Querencio representa el cuestionamiento de la vida y del entorno. Se hace la pregunta radical: ¿Merece seguir viviendo? Es decir, ¿la vida tiene valor?
Sin embargo, su padre ya está acomodado y se conforma con la sociedad y su vida tal y como está.
Cuando se confrontan estas dos actitudes existenciales, surge una inevitable incomprensión mutuo.
El padre de Querencio pretende «resolver» el problema más radical de la existencia animando a su hijo a que vaya a divertirse, a bailar, a beber y desfasar un poco. Una actitud muy superficial, ¿no?, que no solucionada sino esquiva apenas. Al pobre Querencio se le ha muerto su mejor amigo y no sabe qué esperar de la vida, ¿y su progenitor le manda a emborracharse?
¿Con quién nos identificamos? ¿con Querencio o con el padre? Creo que espontáneamente dirigimos nuestra simpatía hacia Querencio, como si fuera el héroe de la película. Teóricamente, no posicionamos junto al que se cuestiona su ambiente, la creencias preestablecidas, al que se rebela contra una sociedad acartonada y que no da razón de sí. ¿Por qué debe vivir esta vida?

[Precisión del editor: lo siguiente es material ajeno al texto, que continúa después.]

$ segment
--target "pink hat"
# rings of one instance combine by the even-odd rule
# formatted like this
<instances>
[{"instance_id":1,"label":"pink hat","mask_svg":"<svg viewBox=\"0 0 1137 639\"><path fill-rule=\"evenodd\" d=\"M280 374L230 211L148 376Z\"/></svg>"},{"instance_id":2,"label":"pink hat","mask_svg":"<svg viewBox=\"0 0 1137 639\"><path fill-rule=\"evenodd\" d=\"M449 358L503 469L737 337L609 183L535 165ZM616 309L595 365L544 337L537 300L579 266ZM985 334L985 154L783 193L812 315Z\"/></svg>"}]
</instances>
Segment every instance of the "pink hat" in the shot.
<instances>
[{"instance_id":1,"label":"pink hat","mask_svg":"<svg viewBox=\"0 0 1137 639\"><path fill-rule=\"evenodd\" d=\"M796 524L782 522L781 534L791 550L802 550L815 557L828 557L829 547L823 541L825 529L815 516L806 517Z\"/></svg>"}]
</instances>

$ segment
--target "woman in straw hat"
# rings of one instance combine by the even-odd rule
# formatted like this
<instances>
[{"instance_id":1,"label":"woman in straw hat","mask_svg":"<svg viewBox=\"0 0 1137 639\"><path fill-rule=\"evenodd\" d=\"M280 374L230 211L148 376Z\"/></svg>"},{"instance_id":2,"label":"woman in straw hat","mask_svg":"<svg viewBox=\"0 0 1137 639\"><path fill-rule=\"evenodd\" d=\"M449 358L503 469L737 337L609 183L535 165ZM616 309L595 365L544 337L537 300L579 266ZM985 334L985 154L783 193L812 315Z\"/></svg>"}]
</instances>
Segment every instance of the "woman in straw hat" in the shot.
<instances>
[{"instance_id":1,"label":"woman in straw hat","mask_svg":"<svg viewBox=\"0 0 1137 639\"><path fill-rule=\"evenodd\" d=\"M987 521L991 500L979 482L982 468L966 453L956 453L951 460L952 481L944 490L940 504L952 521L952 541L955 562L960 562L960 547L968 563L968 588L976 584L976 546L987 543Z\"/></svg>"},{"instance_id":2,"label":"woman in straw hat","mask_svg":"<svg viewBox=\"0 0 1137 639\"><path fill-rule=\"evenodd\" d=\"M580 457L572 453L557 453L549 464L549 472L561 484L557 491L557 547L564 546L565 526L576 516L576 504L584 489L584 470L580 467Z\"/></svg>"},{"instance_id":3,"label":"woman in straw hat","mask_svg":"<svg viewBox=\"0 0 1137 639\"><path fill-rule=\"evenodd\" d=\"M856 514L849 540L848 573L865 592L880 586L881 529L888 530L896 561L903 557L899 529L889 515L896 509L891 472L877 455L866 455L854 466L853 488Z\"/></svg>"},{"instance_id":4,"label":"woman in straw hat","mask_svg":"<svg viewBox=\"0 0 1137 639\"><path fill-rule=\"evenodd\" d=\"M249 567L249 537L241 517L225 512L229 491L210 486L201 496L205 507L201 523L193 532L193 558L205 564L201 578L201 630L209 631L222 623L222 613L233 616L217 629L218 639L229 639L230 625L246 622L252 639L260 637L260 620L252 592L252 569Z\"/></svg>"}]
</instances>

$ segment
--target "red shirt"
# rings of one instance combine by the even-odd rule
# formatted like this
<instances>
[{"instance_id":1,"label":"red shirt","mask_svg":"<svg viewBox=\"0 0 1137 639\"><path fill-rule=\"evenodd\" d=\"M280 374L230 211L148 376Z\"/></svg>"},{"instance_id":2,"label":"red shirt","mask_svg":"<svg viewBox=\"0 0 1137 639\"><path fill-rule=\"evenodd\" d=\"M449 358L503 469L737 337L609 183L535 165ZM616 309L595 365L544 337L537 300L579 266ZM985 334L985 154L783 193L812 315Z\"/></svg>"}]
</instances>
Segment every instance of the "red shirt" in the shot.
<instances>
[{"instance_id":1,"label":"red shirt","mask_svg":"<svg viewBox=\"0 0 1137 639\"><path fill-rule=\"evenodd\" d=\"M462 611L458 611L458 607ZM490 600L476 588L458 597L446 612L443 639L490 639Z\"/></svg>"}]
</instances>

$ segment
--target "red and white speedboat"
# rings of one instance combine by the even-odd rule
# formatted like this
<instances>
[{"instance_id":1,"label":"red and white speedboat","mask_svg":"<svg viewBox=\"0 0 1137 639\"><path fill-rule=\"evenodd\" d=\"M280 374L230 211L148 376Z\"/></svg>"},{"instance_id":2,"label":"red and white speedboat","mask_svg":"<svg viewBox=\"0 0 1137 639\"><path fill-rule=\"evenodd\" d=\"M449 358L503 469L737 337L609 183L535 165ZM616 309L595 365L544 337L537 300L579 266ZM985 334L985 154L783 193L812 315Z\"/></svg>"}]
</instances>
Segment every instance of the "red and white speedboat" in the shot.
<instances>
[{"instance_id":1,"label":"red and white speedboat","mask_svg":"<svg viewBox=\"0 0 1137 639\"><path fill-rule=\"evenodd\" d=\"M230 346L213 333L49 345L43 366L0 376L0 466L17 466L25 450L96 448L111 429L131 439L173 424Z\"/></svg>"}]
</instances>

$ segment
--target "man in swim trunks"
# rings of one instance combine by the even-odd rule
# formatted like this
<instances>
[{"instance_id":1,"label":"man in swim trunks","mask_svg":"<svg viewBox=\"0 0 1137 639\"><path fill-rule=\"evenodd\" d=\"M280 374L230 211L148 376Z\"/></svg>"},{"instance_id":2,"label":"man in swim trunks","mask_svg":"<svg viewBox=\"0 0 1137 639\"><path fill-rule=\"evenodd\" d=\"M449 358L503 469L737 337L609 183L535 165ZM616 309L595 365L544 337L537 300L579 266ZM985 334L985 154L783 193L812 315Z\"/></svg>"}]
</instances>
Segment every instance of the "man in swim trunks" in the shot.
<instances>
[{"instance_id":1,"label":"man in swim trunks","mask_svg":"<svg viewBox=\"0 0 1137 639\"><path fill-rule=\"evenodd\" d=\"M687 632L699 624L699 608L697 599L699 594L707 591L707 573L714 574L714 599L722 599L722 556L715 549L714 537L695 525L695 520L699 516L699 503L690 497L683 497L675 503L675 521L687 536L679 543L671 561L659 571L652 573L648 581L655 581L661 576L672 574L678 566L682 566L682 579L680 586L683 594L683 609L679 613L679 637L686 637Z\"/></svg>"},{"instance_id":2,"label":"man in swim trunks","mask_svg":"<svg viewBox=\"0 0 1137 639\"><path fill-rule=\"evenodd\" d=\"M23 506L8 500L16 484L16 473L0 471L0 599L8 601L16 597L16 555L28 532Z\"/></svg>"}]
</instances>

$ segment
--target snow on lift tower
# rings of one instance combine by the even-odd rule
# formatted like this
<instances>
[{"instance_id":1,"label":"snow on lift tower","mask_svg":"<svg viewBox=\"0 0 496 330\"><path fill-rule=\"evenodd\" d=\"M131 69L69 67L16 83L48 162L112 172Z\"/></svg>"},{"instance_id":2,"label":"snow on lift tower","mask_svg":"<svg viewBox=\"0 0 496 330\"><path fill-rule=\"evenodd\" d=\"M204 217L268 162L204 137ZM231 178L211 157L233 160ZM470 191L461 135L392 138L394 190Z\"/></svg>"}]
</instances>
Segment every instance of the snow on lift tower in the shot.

Y quien tiene la obligación de responder, porque le ha traído a la existencia, le espeta: «Vete de fiesta». O sea, renuncia a la pregunta, no indagues la respuesta, pasa del asunto.
Sí, teóricamente, nos parece más honrosa y adecuada la postura de Querencio. Pero, si miramos un poco a nuestra sociedad, está llena de padres de Querencio, conformes con lo que nos ofrecen los mass media y las redes sociales para ser tragado sin cuestionamiento y, si pica la conciencia y surge alguna angustia existencial, para eso está el remedio de lal fiesta, del móvil que capta toda mi atención, drogas, alcohol o el simple autoengaño.
Nos gustaría decir que somos Querencio, pero no le llegamos a la suela del zapato de su padre.